2.    indien de bestaande oppervlakte meer bedraagt, de bestaande oppervlakte geldt;

d.    de goothoogte van een aan- of uitbouw, een bijgebouw of een overkapping mag  ten hoogste 3,30 m bedragen;

e.    de bouwhoogte van een aan- of uitbouw, een bijgebouw of een overkapping mag niet meer bedragen dan:

1.    6,50 m, indien in de zijdelingse perceelgrens wordt gebouwd; en

2.    de bouwhoogte van een punt in een denkbeeldige lijn van 45°, getrokken vanuit een punt op 3,30 m bouwhoogte op de zijdelingse perceelgrens, met dien verstande dat geen deel van de kap zich buiten deze denkbeeldige lijn mag bevinden;

met dien verstande dat de bouwhoogte van een aan- of uitbouw, een bijgebouw of een overkapping ten minste 1,00 m lager is dan de bedrijfswoning.

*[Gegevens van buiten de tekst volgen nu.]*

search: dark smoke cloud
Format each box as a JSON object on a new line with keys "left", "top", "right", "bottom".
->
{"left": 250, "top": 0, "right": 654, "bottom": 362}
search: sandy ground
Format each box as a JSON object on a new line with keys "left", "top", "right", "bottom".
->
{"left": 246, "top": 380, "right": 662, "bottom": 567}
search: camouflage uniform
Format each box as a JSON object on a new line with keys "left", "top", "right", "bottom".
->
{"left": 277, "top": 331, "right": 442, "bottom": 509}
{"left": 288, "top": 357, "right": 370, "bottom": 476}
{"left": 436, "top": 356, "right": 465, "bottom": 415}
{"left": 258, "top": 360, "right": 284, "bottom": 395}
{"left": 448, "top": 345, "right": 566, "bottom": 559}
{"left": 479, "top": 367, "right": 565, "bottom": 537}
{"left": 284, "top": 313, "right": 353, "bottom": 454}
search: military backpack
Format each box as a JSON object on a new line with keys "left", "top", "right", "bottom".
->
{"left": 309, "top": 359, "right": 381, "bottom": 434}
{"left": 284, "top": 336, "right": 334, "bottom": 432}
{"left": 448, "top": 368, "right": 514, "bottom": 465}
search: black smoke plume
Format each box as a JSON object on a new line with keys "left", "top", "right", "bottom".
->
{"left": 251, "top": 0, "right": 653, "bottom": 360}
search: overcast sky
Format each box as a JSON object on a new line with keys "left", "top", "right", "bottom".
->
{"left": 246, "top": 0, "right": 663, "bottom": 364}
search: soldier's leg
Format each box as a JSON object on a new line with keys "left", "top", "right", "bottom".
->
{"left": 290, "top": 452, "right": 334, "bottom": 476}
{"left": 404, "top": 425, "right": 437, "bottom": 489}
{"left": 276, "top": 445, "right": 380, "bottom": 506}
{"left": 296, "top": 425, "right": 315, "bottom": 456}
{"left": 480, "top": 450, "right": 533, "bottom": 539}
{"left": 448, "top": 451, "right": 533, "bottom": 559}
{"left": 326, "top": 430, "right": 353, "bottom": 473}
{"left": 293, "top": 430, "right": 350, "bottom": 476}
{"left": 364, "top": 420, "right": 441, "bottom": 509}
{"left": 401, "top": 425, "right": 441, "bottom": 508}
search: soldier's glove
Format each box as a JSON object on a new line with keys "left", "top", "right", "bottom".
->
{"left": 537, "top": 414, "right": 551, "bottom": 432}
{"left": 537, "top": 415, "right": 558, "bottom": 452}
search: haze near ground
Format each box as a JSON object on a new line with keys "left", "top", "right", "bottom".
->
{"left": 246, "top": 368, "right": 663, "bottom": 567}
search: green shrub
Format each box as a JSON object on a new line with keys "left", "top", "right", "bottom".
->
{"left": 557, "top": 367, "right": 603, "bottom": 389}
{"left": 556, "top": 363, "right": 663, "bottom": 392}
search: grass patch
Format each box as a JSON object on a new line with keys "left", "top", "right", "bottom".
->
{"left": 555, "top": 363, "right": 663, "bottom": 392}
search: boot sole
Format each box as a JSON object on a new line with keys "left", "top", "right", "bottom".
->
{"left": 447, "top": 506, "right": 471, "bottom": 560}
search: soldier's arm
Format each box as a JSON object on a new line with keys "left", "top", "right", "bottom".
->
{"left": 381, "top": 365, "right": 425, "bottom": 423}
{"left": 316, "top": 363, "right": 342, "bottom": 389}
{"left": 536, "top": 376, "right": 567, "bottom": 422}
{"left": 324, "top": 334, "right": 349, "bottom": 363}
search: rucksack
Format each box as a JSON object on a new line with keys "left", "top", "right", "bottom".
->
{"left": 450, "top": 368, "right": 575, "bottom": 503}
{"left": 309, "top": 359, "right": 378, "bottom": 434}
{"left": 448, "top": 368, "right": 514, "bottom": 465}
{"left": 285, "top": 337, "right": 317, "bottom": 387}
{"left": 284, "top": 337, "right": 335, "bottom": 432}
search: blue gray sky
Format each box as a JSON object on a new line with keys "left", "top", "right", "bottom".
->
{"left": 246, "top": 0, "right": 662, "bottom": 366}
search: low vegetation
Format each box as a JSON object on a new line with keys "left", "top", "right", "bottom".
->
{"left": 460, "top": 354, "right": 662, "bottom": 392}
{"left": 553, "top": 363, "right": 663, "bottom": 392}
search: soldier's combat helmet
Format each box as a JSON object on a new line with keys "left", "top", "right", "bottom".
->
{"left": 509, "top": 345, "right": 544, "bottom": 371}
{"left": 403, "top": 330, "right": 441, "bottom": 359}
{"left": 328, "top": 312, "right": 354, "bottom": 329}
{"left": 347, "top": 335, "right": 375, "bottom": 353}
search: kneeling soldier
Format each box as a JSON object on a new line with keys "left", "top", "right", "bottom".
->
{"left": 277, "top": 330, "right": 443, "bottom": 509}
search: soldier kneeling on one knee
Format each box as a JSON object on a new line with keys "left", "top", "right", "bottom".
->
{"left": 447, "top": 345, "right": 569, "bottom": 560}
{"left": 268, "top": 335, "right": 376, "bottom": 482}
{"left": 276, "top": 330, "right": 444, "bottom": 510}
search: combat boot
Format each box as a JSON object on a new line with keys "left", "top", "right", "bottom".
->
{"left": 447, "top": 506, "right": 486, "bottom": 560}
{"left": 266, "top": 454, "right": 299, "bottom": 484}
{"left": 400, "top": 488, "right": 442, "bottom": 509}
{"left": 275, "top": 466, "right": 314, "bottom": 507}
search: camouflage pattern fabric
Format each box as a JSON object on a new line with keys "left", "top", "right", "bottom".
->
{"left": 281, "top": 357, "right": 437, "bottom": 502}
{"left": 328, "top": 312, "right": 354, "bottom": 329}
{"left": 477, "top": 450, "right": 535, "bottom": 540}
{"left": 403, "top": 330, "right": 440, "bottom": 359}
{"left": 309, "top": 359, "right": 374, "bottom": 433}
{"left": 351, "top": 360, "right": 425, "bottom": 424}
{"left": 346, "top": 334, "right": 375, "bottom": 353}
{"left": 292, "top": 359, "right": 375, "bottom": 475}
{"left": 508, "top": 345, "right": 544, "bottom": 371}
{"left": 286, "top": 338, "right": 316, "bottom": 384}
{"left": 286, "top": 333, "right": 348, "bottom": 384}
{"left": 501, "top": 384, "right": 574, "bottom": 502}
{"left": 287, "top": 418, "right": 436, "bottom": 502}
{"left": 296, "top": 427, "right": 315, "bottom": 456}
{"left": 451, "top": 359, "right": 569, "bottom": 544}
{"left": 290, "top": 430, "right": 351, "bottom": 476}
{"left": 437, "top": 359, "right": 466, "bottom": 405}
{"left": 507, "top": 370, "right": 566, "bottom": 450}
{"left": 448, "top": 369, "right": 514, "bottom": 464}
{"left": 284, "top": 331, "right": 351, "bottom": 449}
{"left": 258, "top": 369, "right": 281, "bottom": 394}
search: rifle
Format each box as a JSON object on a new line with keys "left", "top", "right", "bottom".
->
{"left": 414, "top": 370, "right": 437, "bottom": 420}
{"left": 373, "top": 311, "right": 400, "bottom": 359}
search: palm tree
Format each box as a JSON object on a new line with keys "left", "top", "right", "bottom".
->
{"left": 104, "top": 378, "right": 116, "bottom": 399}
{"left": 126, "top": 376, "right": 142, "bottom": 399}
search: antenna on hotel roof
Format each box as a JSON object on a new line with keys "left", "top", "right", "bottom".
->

6. 2. 5. Voor het bouwen van bouwwerken, geen gebouwen zijnde, gelden de volgende regels:

a.    de bouwhoogte van erf- en terreinafscheidingen mag ten hoogste 1,00 m bedragen, met dien verstande dat de bouwhoogte van erf- en terreinafscheidingen achter de naar de weg gekeerde gevel(s) van het (hoofd)gebouw dat het dichtst aan de weg gesitueerd is en het verlengde daarvan, ten hoogste 2,00 mag bedragen;

b.    de bouwhoogte van de overige bouwwerken, geen gebouwen zijnde, mag ten hoogste 4,00 m bedragen.


6. 3.       Nadere eisen

Burgemeester en Wethouders kunnen nadere eisen stellen aan de plaats en de afmetingen van de bebouwing, ten behoeve van:

a.    de in bijlage 4a en 4b aangegeven cultuurhistorische en ruimtelijke waarden, indien er sprake is van een beschermd dorpsgezicht;

b.    een goede woonsituatie;

c.    de milieusituatie;

d.    de verkeersveiligheid;

e.    de gebruiksmogelijkheden van de aangrenzende gronden.

 

6. 4.       Ontheffing van de bouwregels

6. 4. 1. Burgemeester en Wethouders kunnen ontheffing verlenen van:

a.    het bepaalde in artikel 6 lid 6. 2. 2 sub c en toestaan dat de goot- en/of bouwhoogte van uitpandige bedrijfswoningen wordt vergroot tot respectievelijk ten hoogste 6,00 m en 10,00 m;

b.    het bepaalde in artikel 6 lid 6. 2. 4 sub a en toestaan dat een aan- of uitbouw of bijgebouw minder dan 3,00 m achter de naar de weg gekeerde gevel(s) van de bedrijfswoning of het verlengde daarvan wordt gebouwd.

6. 4. 2. De in artikel 6 lid 6. 4. 1 genoemde ontheffingen kunnen uitsluitend worden verleend, indien geen onevenredige afbreuk wordt gedaan aan:

a.    het straat- en bebouwingsbeeld;

b.    de woonsituatie;

c.    de milieusituatie;

d.    de verkeersveiligheid;

e.    de gebruiksmogelijkheden van de aangrenzende gronden;

f.     de in bijlage 4a en 4b aangegeven cultuurhistorische en ruimtelijke waarden van het beschermde dorpsgebied, indien er sprake is van een beschermd dorpsgezicht.

6. 5.       Specifieke gebruiksregels

Tot een gebruik, strijdig met deze bestemming, zoals bedoeld in artikel 7.10 Wet ruimtelijke ordening, wordt in ieder geval gerekend:

a.    het gebruik van bedrijfsgebouwen en bijgebouwen voor bewoning;

b.    het gebruik van gronden en bouwwerken ten behoeve van detailhandel, tenzij het productiegebonden detailhandel betreft;

c.    het gebruik van gronden ten behoeve van opslag, voorzover het geen zij- en/of achtererf betreft.